[I wrote this for Gelman’s 365 Days in Statistical Lives project, but the Money in Politics Data Fest is tomorrow, and there is some small chance that this might be useful for someone. Excuse the flowery details. In one sentence: The FEC doesn’t officially have a public API, but they do have a publicly accessible API that you can figure out. Scroll down to code font to see an example.]
I work at NYU. My job title is Senior Data Services Specialist. Data Services is a collaboration between Division of Libraries and Information Technology Services, and what we do is support members of the university community, largely graduate students, in everything from “Where can I get some data?” to “How do I get this last graph to look right?”
So we get an email from a PhD student in politics:
I would like to download data on campaign spending from the website of the Federal Election Commission, http://www.fec.gov/finance/disclosure/candcmte_info.shtml. I would like to download information on about 500 candidates for the House of Representatives, i.e. ca. 500 files. The files are under the category “Report Summaries” and should cover the “two-year period” labeled by “2010”. The files that I am looking for do not seem to be accessible through a single download. At the moment, the only way that I can download the information is therefore to enter the name of the candidate, e.g. “Akin” and download the information individually which takes a long time. Would you be able to help me to speed up this process, perhaps by writing a script which would download the files based on a list of candidates?

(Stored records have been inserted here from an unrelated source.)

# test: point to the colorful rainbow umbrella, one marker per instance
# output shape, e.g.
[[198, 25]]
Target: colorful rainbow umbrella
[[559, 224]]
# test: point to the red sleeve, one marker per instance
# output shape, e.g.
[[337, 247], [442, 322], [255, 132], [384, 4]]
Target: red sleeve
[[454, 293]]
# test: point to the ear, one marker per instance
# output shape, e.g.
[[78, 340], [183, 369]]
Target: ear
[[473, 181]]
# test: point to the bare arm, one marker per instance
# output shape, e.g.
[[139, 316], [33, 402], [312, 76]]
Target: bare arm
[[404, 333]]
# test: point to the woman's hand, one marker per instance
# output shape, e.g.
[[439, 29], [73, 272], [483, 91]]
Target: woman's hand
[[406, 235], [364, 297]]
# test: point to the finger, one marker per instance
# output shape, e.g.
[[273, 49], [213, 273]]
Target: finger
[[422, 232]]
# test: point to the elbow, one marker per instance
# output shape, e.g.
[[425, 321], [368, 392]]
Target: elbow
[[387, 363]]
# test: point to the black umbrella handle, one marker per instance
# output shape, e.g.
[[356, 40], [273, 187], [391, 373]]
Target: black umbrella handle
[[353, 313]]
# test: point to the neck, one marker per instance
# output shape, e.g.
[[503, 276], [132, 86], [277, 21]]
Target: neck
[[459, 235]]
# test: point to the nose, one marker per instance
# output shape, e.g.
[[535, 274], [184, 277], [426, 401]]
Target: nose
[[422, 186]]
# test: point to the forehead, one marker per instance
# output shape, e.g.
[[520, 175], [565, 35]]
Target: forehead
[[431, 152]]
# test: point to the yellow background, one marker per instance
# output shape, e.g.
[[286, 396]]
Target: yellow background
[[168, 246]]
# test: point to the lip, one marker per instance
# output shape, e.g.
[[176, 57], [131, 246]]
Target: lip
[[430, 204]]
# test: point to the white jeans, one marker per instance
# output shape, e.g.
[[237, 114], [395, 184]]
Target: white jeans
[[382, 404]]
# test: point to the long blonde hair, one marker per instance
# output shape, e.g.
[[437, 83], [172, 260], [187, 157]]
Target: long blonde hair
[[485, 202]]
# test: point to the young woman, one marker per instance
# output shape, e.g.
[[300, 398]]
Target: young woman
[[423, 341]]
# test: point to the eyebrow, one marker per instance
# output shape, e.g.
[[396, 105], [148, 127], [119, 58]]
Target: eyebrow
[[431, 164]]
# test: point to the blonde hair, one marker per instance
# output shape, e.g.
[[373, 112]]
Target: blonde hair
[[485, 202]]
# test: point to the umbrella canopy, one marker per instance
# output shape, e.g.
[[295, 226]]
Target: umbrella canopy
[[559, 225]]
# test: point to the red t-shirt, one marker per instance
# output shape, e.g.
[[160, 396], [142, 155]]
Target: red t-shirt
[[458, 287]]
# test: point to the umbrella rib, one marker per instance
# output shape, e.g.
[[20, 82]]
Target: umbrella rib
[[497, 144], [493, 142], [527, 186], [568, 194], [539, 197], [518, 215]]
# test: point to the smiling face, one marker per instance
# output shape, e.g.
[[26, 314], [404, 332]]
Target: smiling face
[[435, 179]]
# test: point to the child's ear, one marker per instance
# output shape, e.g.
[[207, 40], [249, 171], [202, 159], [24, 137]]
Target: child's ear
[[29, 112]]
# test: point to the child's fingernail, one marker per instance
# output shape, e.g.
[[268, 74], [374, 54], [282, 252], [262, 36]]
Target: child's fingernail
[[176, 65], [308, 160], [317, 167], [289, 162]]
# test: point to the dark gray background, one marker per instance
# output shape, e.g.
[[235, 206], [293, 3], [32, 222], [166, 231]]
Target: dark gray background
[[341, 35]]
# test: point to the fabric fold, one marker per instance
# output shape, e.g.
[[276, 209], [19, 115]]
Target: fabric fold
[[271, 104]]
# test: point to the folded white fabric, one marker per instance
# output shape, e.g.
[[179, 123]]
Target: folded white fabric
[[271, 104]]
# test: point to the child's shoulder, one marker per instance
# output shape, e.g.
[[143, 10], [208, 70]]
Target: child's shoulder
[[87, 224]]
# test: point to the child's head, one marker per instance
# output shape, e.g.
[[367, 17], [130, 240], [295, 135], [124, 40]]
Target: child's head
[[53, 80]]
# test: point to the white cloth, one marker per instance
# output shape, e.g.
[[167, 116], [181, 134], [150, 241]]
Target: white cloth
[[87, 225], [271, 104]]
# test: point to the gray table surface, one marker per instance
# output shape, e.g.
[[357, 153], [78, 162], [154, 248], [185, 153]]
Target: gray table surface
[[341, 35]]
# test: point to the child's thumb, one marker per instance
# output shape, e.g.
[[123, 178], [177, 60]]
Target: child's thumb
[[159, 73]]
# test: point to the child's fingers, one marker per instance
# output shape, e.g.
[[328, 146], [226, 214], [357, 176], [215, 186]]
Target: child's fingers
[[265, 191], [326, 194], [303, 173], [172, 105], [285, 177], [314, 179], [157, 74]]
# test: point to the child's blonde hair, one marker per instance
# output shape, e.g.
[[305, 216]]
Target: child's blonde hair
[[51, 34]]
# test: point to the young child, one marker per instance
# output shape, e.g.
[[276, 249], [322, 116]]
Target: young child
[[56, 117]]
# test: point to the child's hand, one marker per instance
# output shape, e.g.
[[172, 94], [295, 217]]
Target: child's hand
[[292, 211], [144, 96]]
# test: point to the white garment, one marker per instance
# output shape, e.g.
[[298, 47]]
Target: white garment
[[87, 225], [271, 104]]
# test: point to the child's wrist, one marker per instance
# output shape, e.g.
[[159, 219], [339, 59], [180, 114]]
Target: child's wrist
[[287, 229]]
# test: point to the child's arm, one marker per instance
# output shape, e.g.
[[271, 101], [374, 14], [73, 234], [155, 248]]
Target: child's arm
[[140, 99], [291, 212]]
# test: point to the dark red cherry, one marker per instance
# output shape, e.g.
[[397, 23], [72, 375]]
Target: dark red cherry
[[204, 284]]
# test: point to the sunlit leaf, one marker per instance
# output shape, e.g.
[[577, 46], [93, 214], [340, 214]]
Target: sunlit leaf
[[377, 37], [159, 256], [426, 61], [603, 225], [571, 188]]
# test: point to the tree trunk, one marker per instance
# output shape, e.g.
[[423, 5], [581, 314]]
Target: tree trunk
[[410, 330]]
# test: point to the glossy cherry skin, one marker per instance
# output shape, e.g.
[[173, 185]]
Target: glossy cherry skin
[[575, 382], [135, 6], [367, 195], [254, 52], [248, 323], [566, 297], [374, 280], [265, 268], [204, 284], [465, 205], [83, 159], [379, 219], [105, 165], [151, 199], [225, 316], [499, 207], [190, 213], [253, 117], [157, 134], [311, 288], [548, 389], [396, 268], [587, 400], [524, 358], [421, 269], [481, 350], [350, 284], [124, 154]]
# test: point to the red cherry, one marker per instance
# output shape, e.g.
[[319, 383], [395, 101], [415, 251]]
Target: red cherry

My first thought, of course, is that he must be wrong. But I go and look, and sure enough there doesn’t seem to be a combined file for quite what he wants. What the heck, FEC?
Generally, our librarians can help people find existing data sets, and our specialists can help people use software for their analyses. Web scraping is not really part of anybody’s job description, but… maybe we do it now? I like the internet, so I decide to give it a try.
curl -X POST -F "electionYr=2010" -F "candidateCommitteeId=H0MO02148" -F "format=csv" -F "electionYr0pt=2010" http://www.fec.gov/fecviewer/ExportCandidateCommitteeCurrentReport.do
Stick that in a little shell loop, and you can download all the files you want.
Time to meet with the patron. Of course he uses Windows, and after we wait for Cygwin to install, cURL is mysteriously unable to find a shared object file. Fine. We can use a lab machine, which does work. We get all the files downloading.
Then we have to figure out how to combine all the files together. The role of Data Services is really to help people do things themselves, not just do things for people completely. Teach a man to fish, Program or Be Programmed… The requester has worked a little bit in Python, with some help, to do similar things in the past, so that’s a possibility. It looks like he has Stata running on his laptop, and if he wants to use that I may have to hand him off to one of our Stata experts. But it turns out that he used R quite a lot while getting his Masters, so maybe we can use that.
Luckily for everyone, he’s reasonably competent with R and we’re able to start writing a script together that will loop through all the candidate IDs that he’s interested in and grab the data he needs from all the files. Of course the files aren’t 100% consistent in their format and contents, so there are some issues to work out. I get to teach him what grep is.
At this point, it looks like he’s going to be able to finish cleaning up his data and move on to his real focus – some sort of analysis that may shine light on the nature of politics in America. He may be the first person ever to do any sort of analysis with these particular numbers. At this point I can feel good about going to lunch.